CHP İzmir Milletvekili Murat Bakan, Aile, Çalışma ve Toplumsal Hizmetler Bakanlığı’na İzmir’de ve Türkiye’de kaç bayanın ŞÖNİM’e başvurduğunu sordu.
Bakanlık tarafından paylaşılan bilgilere nazaran; İzmir ŞÖNİM’e 2018 yılında bin 854 bayan, 2019 yılında bin 781 bayan ve 2020 yılında 2 bin 54 bayan başvurdu.

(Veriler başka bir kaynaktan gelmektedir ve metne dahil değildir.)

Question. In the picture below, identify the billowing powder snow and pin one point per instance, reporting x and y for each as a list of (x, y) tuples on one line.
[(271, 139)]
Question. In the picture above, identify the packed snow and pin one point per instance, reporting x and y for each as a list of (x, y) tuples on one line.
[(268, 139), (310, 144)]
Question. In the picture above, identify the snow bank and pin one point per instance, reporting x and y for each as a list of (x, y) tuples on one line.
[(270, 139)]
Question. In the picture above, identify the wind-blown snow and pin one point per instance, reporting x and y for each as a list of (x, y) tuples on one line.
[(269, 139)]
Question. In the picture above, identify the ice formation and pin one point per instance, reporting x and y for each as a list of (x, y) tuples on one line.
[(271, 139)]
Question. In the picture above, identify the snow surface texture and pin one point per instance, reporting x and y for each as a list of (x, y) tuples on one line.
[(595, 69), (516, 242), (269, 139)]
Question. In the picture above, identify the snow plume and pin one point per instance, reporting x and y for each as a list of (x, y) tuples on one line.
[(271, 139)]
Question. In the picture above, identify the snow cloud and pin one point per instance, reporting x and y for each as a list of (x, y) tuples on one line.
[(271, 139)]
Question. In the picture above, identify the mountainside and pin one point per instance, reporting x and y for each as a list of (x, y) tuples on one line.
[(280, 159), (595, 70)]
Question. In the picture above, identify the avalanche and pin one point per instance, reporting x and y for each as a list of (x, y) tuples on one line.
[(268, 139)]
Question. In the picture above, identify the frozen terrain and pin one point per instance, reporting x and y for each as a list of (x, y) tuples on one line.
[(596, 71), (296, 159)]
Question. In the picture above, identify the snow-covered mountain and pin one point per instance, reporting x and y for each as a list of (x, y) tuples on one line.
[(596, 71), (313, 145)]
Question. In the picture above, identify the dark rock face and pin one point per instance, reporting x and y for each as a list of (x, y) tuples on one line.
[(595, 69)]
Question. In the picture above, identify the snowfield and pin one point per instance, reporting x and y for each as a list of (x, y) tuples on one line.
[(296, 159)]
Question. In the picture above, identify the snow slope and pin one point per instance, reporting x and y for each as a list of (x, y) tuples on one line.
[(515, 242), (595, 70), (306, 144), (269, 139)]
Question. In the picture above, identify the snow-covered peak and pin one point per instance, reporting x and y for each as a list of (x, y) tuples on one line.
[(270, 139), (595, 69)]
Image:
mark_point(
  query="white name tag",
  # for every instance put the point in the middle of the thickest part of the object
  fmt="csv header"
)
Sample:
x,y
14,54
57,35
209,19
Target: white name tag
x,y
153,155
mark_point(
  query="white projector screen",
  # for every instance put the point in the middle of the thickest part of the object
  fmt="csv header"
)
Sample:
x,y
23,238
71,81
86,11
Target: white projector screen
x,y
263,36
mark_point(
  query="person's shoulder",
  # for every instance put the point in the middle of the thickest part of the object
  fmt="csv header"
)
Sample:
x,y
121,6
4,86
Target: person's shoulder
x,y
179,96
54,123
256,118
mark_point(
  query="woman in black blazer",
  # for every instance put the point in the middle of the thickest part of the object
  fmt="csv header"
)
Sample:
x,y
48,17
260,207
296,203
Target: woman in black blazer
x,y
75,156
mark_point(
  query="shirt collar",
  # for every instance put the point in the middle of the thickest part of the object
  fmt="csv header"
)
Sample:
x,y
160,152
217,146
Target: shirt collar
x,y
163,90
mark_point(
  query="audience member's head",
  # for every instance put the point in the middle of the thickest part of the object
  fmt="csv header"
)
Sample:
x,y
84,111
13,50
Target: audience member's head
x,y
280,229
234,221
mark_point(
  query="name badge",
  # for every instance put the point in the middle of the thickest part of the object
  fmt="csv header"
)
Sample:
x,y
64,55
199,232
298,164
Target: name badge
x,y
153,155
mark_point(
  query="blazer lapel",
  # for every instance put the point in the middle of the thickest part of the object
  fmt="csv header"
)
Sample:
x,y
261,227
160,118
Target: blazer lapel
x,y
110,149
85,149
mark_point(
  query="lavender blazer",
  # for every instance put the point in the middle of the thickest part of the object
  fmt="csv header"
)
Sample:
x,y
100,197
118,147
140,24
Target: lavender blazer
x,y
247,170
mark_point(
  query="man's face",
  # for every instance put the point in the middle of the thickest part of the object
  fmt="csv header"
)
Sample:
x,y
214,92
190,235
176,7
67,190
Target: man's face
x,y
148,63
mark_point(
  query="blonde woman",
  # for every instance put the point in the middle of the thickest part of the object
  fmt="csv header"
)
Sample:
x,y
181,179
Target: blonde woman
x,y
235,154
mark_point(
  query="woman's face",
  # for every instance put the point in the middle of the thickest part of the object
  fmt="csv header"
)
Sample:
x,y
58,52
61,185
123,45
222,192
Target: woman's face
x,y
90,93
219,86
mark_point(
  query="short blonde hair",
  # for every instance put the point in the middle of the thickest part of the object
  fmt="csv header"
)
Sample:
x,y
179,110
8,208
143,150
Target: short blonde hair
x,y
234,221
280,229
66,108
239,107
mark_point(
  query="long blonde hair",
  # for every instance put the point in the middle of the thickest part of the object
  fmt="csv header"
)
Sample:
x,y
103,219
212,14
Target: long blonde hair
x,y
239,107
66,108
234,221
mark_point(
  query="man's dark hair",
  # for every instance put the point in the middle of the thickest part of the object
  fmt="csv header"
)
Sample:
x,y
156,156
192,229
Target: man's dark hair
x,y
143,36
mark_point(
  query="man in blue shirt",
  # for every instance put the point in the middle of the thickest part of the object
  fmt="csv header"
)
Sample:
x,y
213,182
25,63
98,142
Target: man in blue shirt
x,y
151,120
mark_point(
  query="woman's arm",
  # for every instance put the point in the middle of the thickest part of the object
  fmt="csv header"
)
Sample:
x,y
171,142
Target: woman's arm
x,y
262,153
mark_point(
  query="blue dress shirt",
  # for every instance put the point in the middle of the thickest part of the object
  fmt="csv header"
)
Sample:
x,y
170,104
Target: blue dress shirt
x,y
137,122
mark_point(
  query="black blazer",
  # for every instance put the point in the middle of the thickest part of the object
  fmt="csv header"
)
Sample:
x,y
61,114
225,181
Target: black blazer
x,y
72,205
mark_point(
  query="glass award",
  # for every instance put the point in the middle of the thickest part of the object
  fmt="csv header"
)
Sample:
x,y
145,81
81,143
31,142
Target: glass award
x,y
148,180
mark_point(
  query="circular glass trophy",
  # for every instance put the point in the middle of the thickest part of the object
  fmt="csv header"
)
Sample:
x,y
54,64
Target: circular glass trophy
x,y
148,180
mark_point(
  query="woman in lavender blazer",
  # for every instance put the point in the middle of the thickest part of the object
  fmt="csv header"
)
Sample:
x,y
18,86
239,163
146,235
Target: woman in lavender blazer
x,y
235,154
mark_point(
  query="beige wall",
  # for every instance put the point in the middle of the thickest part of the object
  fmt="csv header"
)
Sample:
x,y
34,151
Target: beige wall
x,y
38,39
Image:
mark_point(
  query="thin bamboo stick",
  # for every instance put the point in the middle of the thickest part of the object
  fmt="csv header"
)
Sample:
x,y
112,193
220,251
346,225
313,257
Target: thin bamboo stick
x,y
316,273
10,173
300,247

Ayrıyeten 2020 yılı içerisinde, bin 187 bayan ve beraberindeki 774 çocuk, toplam bin 961 kişi İzmir’de Bakanlığa bağlı üç bayan konukevine sığındı. Bakanlık, Türkiye geneline dair dataları ise açıklamadı.
CHP’li Murat Bakan hususla ilgili şu formda konuştu: “Sadece İzmir’de son 3 yıl içinde toplamda 5 bin 689 bayan ŞÖNİM’lere başvurmuş. Türkiye genelini düşündüğümüzde, yüzbinlerce bayanın şiddete maruz kaldığını ve devlete sığındığını kestirim etmek güç değil. Şeffaflık olmazsa, ‘kadına yönelik şiddete karşı sıfır tolerans ilkesi’nden de ‘etkili’ uğraştan de bahsedilemez. Birkaç yıl evvel bayanların; istediği yerde kahkaha atması, istediği kadar çocuk yapması ya da hiç yapmaması, çocuğunu istediği üzere doğurması ya da hiç doğurmaması, ‘işsizliğin bayanlar iş aradığı için yüksek olması’ üzere gündemler yaratılıyordu. Artık bunlar akıllara dahi gelmiyor. Zira her gün erkekler tarafından katledilen bayanların haberlerini okuyoruz… Her gün toplumsal medyada ‘ölmek istemiyorum’ paylaşımları yapan bayanların, çocukların adalet arayışına tanıklık ediyoruz… Bugün Türkiye’de bayanlar evvel hayatta kalmak için gayret ediyorlar. Bugün, bayanlar ‘emek’ uğraşını ‘sermayeye’ karşı değil, ‘şiddete’ karşı -ve evvel hayatta kalmak üzere- veriyorlar.
‘STANBUL MUKAVELESİ’Nİ TARTIŞMAYA BİLE AÇAMAZSINIZ’
Hem Türkiye’de hem dünyada ‘toplumsal cinsiyet eşitsizliği’ üzerinden yükselen ve fiziki şiddete de dönüşen saldırgan siyasetler hakim. Bayanların devlet idaresinde üst seviye misyonlara gelmesinden, bir kooperatifte eken biçen üreten bayanın ferdi olarak varoluşuna kadar tüm alanlarda ve etaplarda bir tahakküm var. Bu tahakkümle ve hatta şiddetle uğraş sistemlerindeki meseleler ise daha da derinleşti. Yöneticilerin zihniyeti hem kamu hizmetlerindeki eşitsizliği hem toplumsal bağlantılardaki ayrışmayı hem de konut içi şiddeti körüklüyor. Bu en üstten en aşağıya kadar bir zihniyet sorunu. Her gün ekranlarda kin kusan, nefret haykıran, gerginlik saçan siyasetçiler ve bürokratları bu topluma en büyük berbatlığı yapıyorlar. 2011’de, yani AKP iktidarında, İstanbul Sözleşmesi’ni imzalayan ve onaylayan birinci ülke olarak; İnsan Hakları Aksiyon Planları açıklayıp reformcu bir parti olduğunu sav eden iktidar olarak, İstanbul Sözleşmesi’ne uymak, 6284 sayılı kanunla bir arada mukaveleyi aktif bir formda uygulamak ve uygulamaları denetlemek zorundasınız. İstanbul Sözleşmesi’ni kaldırmaya yönelik gündem oluşturmayı, kamuoyu yaratmayı bırakın; bu mevzuyu tartışmaya bile açamazsınız.
Sistemin kinini, adaletsizliğini ve eşitsizliğini delen, dik duran, direnen, dayanışan, ısrarla hem ömür hem varoluş uğraşını sürdüren tüm bayanların günü 8 Mart… Parlamentonun seçilmiş bir üyesi olarak, bir avukat olarak ve yurttaş Murat olarak; bayanların hayatın her alanında verdikleri çabayı hürmetle selamlıyorum. Başta İstanbul Mukavelesi için verdikleri onurlu çaba olmak üzere her vakit birlikte olduğumuzu, üzerimize düşen her şeyi her vakit yapacağımızı bildiriyorum.”